Explanation.--For the purposes of this sub-section, "shareholders of the Corporation" means shareholders of the Corporation whose names appear on the register of shareholders maintained under section 8 of the Agricultural Refinance and Development Corporation Act, 1963 (10 of 1963), on the date immediately preceding the appointed date.
(4) The National Bank shall also pay to the shareholders of the Corporation referred to in sub-section (2) an amount calculated at the rate at which the shares of the Corporation were guaranteed as to the payment of minimum divided under section 6 of the Agricultural Refinance and Development Corporation Act, 1963 (10 of 1963), for the period, if any, that has expired in the accounting year of the Corporation before the appointed date and this amount the National Bank shall distribute to the shareholders of the Corporation referred to in sub-section (2) in proportion to the shares held by such shareholders on the date immediately preceding the appointed date and at the rate at which such shares were guaranteed as to the payment of minimum dividend.
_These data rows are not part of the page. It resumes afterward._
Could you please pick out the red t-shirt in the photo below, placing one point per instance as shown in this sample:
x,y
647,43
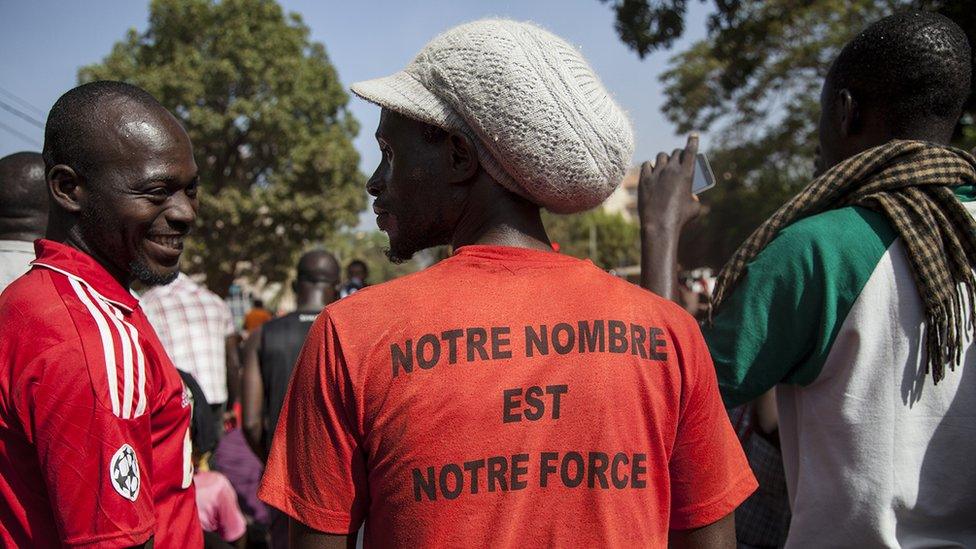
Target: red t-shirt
x,y
93,418
505,397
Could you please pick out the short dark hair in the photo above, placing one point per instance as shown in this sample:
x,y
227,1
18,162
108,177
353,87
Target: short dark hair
x,y
68,134
23,194
912,67
358,262
434,134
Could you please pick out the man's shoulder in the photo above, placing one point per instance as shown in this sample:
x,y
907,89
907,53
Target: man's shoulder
x,y
843,231
34,301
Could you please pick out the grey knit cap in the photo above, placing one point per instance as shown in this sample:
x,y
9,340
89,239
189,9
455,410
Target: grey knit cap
x,y
544,125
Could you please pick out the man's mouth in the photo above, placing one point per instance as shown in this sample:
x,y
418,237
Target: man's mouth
x,y
173,242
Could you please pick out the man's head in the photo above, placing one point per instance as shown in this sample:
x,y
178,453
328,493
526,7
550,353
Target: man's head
x,y
23,197
122,179
318,276
904,77
497,101
357,270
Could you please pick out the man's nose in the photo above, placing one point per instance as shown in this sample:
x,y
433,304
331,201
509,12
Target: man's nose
x,y
183,212
374,185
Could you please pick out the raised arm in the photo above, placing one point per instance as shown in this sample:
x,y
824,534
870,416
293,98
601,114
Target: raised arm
x,y
665,204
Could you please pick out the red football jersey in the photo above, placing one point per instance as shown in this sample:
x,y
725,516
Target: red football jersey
x,y
94,446
505,398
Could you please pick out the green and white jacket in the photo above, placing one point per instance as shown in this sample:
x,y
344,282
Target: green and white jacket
x,y
875,454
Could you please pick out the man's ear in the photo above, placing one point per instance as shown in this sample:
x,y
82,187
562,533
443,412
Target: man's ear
x,y
849,112
464,157
66,187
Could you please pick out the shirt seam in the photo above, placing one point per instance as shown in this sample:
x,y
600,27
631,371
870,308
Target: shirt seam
x,y
704,513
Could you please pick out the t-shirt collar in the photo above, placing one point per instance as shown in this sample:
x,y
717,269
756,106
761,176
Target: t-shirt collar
x,y
513,253
80,266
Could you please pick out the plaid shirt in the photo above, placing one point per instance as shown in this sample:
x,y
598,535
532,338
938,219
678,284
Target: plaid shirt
x,y
193,324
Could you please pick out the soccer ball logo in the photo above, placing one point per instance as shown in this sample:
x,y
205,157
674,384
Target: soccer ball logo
x,y
124,472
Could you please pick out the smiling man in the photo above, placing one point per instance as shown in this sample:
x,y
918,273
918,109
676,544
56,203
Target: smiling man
x,y
490,401
94,419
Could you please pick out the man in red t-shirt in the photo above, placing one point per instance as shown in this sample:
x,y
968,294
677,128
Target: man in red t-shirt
x,y
94,418
490,400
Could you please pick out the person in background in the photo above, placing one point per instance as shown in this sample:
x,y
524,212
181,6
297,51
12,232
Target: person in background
x,y
269,357
23,212
856,298
490,400
270,352
357,274
95,420
197,330
257,316
217,504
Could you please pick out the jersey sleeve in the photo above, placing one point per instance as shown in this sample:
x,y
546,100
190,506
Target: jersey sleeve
x,y
779,322
709,474
95,464
327,493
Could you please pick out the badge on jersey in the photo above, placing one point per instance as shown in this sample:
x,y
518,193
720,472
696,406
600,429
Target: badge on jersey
x,y
124,472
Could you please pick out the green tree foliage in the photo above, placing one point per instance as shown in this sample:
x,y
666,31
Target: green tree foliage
x,y
270,129
370,247
754,81
606,238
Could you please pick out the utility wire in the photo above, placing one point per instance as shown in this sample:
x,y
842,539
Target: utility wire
x,y
23,102
21,114
20,134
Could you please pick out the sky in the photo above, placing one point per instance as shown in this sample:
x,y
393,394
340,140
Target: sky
x,y
44,42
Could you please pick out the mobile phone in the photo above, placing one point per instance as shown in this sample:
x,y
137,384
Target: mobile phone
x,y
704,179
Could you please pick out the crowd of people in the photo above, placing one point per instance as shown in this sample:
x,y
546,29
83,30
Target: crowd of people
x,y
508,395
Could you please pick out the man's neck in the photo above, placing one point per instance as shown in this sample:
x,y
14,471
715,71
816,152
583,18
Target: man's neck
x,y
71,236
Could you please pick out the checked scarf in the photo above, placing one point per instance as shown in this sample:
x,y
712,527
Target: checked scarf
x,y
910,183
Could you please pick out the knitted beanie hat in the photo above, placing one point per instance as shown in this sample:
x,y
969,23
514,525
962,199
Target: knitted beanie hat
x,y
544,125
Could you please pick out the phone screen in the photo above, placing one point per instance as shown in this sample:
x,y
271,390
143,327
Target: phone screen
x,y
704,179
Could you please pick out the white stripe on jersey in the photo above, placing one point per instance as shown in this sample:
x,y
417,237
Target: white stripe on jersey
x,y
108,347
133,336
127,374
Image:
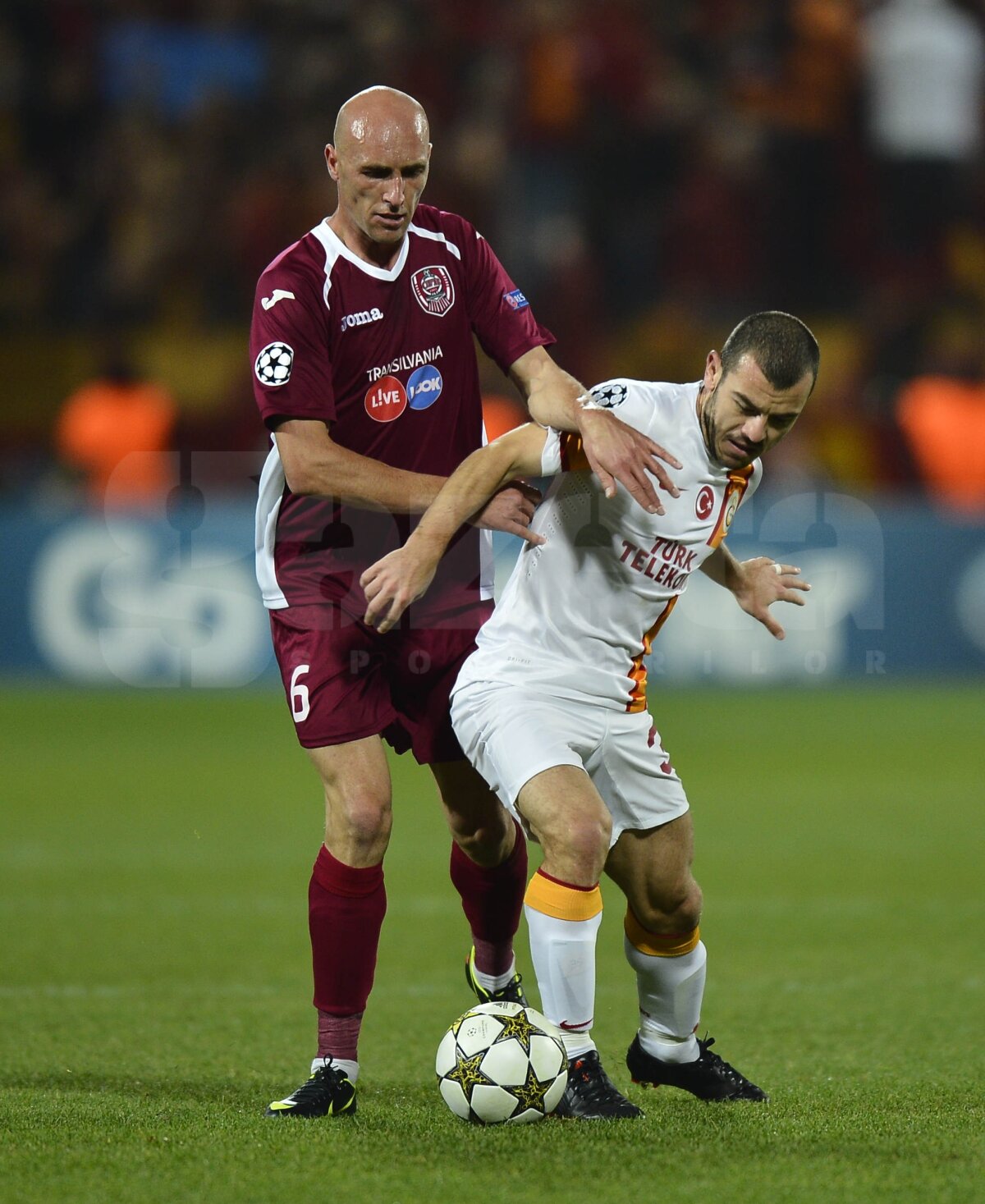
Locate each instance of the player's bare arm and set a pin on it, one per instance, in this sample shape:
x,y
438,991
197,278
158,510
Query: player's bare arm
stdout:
x,y
396,580
757,584
316,465
614,451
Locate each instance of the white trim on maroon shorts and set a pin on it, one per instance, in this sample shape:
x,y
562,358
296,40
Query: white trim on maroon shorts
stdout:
x,y
268,508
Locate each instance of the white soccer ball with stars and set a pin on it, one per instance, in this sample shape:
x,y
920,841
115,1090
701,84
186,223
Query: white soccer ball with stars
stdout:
x,y
273,364
502,1064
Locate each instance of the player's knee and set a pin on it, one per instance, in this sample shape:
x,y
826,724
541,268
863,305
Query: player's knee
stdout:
x,y
364,822
671,910
585,843
484,840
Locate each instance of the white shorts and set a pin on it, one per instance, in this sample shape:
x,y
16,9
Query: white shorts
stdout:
x,y
511,734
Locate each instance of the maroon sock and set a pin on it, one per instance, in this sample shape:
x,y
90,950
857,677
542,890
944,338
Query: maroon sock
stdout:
x,y
346,909
492,901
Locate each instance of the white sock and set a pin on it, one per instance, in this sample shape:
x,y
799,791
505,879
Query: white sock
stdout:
x,y
671,990
342,1064
564,961
494,982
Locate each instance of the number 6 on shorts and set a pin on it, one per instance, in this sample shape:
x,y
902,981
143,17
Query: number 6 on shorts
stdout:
x,y
300,706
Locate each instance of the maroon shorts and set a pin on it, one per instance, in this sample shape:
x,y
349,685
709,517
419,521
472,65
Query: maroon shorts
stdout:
x,y
343,680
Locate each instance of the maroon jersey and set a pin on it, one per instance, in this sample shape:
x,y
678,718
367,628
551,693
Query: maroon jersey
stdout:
x,y
386,358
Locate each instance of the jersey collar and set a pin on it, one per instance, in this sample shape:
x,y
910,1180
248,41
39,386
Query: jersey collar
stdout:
x,y
337,249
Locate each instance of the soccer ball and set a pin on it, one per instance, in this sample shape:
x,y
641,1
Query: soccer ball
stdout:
x,y
502,1064
273,366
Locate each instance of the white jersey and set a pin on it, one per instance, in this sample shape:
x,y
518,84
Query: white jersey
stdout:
x,y
580,611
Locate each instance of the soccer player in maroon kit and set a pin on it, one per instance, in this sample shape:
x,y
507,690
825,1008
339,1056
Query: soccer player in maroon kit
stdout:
x,y
366,374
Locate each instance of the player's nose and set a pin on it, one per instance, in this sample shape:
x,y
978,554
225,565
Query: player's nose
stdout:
x,y
754,428
392,194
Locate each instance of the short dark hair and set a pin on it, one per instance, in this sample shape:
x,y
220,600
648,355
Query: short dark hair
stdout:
x,y
781,346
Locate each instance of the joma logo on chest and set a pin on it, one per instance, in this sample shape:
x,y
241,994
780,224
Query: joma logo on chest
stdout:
x,y
361,319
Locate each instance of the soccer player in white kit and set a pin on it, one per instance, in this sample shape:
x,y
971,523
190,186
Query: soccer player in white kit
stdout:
x,y
552,706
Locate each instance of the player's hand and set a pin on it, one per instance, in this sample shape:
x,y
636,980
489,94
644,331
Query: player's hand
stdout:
x,y
392,584
618,451
763,583
511,510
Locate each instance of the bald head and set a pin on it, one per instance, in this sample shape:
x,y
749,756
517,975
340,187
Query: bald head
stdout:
x,y
379,162
379,113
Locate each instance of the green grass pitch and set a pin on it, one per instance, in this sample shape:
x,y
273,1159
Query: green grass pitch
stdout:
x,y
154,984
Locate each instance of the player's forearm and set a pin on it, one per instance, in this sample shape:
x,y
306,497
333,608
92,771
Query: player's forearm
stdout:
x,y
470,487
553,396
334,471
722,569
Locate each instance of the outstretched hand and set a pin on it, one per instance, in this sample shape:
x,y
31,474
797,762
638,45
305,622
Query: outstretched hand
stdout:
x,y
618,451
765,582
392,583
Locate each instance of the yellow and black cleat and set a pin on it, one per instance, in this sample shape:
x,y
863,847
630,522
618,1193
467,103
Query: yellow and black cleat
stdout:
x,y
328,1092
513,991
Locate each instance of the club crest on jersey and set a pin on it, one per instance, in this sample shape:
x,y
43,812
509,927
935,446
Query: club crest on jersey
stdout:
x,y
610,395
433,289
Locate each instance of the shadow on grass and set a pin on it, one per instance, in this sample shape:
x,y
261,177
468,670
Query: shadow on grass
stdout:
x,y
152,1088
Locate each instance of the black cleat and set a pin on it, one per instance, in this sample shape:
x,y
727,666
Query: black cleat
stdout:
x,y
708,1078
513,991
590,1095
328,1092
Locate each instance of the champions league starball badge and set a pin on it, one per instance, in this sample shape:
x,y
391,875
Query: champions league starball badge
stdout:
x,y
433,289
610,395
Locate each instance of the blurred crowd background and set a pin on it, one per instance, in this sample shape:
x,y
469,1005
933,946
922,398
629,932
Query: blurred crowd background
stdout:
x,y
648,172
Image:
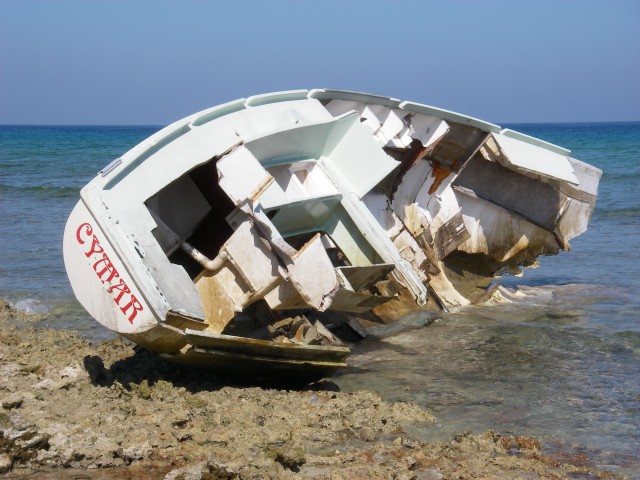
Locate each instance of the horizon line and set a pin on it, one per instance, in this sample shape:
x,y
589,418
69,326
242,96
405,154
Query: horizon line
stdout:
x,y
585,122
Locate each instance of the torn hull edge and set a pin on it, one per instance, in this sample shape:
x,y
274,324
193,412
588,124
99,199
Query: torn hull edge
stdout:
x,y
254,234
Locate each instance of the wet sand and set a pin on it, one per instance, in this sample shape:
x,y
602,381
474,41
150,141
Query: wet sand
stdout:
x,y
103,410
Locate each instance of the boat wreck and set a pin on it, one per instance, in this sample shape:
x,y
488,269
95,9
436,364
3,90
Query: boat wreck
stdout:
x,y
252,235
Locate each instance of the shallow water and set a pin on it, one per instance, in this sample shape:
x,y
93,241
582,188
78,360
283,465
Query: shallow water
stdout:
x,y
561,363
541,366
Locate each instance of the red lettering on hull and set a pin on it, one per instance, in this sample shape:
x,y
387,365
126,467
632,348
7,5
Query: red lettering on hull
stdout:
x,y
106,272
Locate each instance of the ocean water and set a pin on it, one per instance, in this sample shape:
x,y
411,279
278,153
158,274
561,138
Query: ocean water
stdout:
x,y
562,362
(5) All contracts, deeds, bonds, agreements, powers of attorney, grants of legal representation and other instruments of whatever nature subsisting or having effect immediately before the appointed date and to which the Corporation is a party, or which are in favour of the Corporation, shall be of as full force and effect against or in favour of the National Bank, as the case may be, and may be enforced or acted upon as fully and effectually as if instead of the Corporation the National Bank had been a party thereto, or as if they had been in favour of the National Bank.
(6) If, immediately before the appointed date, any suit, appeal or other legal proceeding of whatever nature, is pending, by or against the Corporation, the same shall not abate, be discontinued or be in any way prejudicially affected by reason of the transfer to the National Bank of the undertaking of the Corporation, or of anything contained in this Act, but the suit, appeal or other proceeding may be continued, prosecuted and enforced, by or against the National Bank.